Graphium 3.0 #519

DomInvivo · 2024-07-15T14:35:17Z

Changelogs

Moving to Graphium 3.0! This will be a large PR that basically regroups many other PRs there. So for specific changes, please consult the original PRs.

See PR Added and integrated C++ graphium_cpp library, a Python module implem… #510 for the changes in C++
See PR Torchmetrics usage improvements with classes instead of functionals #517 for the changes related to torchmetrics
See PR Reorder atoms in label data (Fixes 502) + documenting C++ #521 for the changes to the node ordering
TODO: link to other PR's when available

discussion related to that PR

Todo's before merging

Before merging Graphium 3.0, we need to do the following tests.

Validating the C++

Assigned to @WenkelF and @AnujaSomthankar, with @ndickson-nvidia to help fix issues if any

The C++ changes were brought by the PR #510 , and there were a lot of unit-tests and validation using the ToyMix dataset. What's left to be done is validating that we can reproduce the experimental results of pre-training a MolGPS model.

Train a 10M model on LargeMix and validate the pre-train and finetune performance match the graphium 2.X
~~Validate that training is faster~~ Training is not faster on our cluster, but expected to be faster where disk reading is limiting the speed.
Validate that we can run inference on a new dataset without caching (since caching is only for labels)
Train a 1B model and make sure that we match the metrics
Validate that the finetuning performance is consistent
Make sure the documentation in the Readme.md contains all info for installing the C++ libraries
Clearly documenting the inputs / outputs of every C++ function @ndickson-nvidia (see PR Reorder atoms in label data (Fixes 502) + documenting C++ #521 )

Validating the torchmetrics

Assigned to @WenkelF and @AnujaSomthankar, with @DomInvivo to help fix issues if any

First test the torchmetrics PR Torchmetrics usage improvements with classes instead of functionals #517 independantly
Train a 10M model on LargeMix and validate that the metrics are the same as graphium 2.0, and that it is same speed and RAM is lower (during validation and testing)
Validate that the mean_pred, mean_target, grad_norm, train_loss, train_loss_{task}, and other metrics all get logged properly to Wandb
Then merge with the C++ changes on the graphium 3.0 branch, and test again

Improving the cuda support

Assigned to @WenkelF and @AnujaSomthankar

Validate the multi-gpu training of the 10M model with DDP 4 gpus, and that results are consistent with 1 gpu
Bump the version of cuda-version and remove restriction to 11.2. Close Remove forced constraint to cuda 11.2 with Graphium 3.0 #512

Fixing the node ordering issue

Assigned to @ndickson-nvidia , see PR #521

Resolve issue Re-order atoms and edges when matching molecules from different datasets #502 with PR Reorder atoms in label data (Fixes 502) + documenting C++ #521
Add unit-tests for the node ordering issue

Support for Mixed precision

Supporting mixed precision should be easy with lightning.

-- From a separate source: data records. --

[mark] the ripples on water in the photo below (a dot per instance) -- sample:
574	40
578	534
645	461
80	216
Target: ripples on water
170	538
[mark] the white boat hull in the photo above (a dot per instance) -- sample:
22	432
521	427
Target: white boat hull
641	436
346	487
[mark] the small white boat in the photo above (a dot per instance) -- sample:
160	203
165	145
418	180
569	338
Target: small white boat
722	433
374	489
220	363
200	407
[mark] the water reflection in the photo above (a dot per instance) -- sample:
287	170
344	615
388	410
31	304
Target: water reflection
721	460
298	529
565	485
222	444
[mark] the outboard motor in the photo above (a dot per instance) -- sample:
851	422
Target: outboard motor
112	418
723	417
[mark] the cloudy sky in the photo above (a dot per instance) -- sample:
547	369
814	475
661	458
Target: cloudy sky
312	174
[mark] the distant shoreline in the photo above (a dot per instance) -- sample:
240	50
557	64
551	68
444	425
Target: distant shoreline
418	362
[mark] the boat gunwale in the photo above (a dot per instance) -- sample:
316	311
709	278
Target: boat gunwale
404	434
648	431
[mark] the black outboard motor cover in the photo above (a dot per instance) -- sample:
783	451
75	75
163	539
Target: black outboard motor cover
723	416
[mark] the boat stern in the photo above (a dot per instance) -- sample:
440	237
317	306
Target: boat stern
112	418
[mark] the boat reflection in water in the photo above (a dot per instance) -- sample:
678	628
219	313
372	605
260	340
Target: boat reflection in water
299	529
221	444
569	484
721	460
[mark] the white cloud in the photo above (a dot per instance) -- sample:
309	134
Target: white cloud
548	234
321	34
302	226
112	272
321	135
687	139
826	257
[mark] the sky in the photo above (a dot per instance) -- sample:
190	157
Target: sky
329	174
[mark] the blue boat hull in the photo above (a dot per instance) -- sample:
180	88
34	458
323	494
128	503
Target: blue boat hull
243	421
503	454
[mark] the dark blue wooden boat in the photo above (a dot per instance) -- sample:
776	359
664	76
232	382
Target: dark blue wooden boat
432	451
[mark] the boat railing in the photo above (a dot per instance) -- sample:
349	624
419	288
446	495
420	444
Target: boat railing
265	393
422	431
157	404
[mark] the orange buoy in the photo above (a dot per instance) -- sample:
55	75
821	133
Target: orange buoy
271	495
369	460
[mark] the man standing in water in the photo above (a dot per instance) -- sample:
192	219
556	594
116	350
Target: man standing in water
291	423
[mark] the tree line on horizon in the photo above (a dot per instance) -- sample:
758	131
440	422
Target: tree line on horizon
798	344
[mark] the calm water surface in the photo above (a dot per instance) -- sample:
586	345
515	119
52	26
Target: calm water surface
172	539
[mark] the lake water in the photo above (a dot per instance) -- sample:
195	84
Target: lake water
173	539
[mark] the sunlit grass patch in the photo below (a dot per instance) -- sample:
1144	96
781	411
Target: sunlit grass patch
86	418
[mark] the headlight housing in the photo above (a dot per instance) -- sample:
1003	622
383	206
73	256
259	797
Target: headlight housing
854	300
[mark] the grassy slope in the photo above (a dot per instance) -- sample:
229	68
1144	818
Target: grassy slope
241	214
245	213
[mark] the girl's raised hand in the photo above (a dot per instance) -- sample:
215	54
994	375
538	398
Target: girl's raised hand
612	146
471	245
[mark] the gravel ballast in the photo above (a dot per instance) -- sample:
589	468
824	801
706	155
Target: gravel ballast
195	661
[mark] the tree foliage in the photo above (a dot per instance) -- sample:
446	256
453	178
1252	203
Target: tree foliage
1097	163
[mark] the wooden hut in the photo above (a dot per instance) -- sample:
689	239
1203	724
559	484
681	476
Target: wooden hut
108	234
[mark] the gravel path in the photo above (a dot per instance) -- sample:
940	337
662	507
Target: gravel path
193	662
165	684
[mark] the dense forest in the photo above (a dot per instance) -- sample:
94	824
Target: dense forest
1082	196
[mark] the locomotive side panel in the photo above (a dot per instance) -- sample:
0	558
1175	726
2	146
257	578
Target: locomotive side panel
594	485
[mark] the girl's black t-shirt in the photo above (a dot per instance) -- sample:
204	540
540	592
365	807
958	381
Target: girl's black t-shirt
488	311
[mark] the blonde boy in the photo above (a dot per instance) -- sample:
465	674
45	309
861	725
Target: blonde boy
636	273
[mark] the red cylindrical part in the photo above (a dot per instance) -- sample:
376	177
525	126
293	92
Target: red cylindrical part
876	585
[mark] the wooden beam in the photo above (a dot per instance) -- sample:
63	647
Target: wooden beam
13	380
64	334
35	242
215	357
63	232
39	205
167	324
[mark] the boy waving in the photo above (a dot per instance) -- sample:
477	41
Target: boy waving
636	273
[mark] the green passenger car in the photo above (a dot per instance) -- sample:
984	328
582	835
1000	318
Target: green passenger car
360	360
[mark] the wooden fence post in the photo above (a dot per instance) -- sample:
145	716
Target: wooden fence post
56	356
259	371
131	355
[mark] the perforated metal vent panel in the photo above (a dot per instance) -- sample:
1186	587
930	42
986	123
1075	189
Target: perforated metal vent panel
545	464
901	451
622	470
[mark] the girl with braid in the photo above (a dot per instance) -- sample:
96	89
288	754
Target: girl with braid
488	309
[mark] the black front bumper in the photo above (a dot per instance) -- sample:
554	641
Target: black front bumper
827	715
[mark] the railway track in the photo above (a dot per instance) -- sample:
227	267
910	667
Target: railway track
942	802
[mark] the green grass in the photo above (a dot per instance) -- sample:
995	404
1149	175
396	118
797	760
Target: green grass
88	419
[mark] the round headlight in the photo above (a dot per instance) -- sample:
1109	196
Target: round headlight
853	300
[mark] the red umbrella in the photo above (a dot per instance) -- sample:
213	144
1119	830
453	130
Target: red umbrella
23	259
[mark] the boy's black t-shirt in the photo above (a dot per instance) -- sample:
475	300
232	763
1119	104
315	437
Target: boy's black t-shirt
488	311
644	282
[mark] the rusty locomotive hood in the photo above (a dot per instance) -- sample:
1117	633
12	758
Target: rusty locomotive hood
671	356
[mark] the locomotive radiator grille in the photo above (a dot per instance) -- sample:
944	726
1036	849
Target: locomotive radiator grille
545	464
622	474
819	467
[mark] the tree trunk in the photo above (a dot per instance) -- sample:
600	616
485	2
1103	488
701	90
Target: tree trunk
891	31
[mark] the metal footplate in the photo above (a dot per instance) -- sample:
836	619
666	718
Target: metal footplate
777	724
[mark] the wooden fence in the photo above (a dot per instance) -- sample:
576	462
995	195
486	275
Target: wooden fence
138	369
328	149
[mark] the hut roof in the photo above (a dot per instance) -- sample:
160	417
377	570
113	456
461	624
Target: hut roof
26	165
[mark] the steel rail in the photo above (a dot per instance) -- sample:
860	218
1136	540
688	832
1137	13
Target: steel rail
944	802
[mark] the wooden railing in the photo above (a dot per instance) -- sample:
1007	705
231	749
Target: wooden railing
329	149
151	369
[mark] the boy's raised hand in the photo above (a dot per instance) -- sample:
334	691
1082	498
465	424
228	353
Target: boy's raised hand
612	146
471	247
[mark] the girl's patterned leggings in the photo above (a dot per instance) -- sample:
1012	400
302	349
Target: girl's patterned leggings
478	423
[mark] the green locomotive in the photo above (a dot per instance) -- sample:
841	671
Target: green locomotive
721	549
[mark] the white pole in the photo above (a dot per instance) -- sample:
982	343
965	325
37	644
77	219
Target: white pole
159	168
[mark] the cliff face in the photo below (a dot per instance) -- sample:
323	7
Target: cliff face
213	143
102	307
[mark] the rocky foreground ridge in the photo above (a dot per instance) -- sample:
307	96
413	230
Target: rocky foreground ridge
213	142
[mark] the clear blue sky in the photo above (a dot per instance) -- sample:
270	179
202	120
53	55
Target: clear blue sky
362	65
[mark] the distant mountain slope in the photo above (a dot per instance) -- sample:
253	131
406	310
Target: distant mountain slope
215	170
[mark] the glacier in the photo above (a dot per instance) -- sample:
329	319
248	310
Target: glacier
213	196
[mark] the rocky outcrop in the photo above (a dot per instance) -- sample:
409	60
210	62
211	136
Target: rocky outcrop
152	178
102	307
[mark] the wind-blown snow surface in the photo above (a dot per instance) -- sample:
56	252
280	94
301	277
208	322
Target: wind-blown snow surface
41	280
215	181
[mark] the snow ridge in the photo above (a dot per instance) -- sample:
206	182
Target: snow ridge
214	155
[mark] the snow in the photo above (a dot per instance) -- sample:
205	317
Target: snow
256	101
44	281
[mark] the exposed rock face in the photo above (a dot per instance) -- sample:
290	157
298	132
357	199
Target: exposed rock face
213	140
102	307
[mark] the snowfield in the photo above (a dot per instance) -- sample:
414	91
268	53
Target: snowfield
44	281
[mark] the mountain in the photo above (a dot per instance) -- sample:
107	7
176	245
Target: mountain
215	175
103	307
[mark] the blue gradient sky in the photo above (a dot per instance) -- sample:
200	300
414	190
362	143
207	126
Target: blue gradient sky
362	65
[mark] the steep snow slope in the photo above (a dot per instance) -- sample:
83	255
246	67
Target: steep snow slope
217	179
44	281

However, we face issues that some of the tasks are very sparse and require float32. What we suggest is to have a custom mixed-precision that doesn't affect the task heads, but only the body of the GNN network.

~~[ ] Implement custom mixed precision.~~

Removing the IPU support #525

Assigned to @DomInvivo

Since Graphcore is no longer maintaining IPU support in lightning, it is best to remove it from Graphium 3.0. It will stay compatible with 2.0, and can be brought back if necessary, afterwards. (We got the approval from GraphCore for this)

Remove custom IPU functions
Remove Lightning wrappers for IPUs
Remove actions and unit-tests for IPUs

Command line

Assigned to @WenkelF

Some command line improvements for training and finetuning
Improving documentation

Packaging

Assigned to @Andrewq11

Make sure the documentation, both readme and docs, are aligned with the latest changes
Make sure that the package can be installed via conda, and that C++ dependencies resolve automatically
~~[ ] Make sure that the package can be installed via pip~~ the pip package doesn't have headers, so we can't release there.
Make sure that we install the minimal amount of GCC compilers needed for the code to work
Make sure that we don't need to install graphium and graphium_cpp as 2 different packages
Build the documentation for the C++ part of the code so that it appears in the docs. ChatGPT says we can with the doxygen package
~~[ ] Support numpy >= 2.0~~ Need to wait for Pyg to support numpy>=2.0

For now, we are constrained by the rdkit version == 2024.03.4 due to missing headers in more recent releases. And also can only support conda due to missing headers for pip.

Polaris

~~[ ] Add data download from Polaris~~ Not for initial release

Linting

Run black linting on the code. Wait for last-minute to avoid cluttering the PR.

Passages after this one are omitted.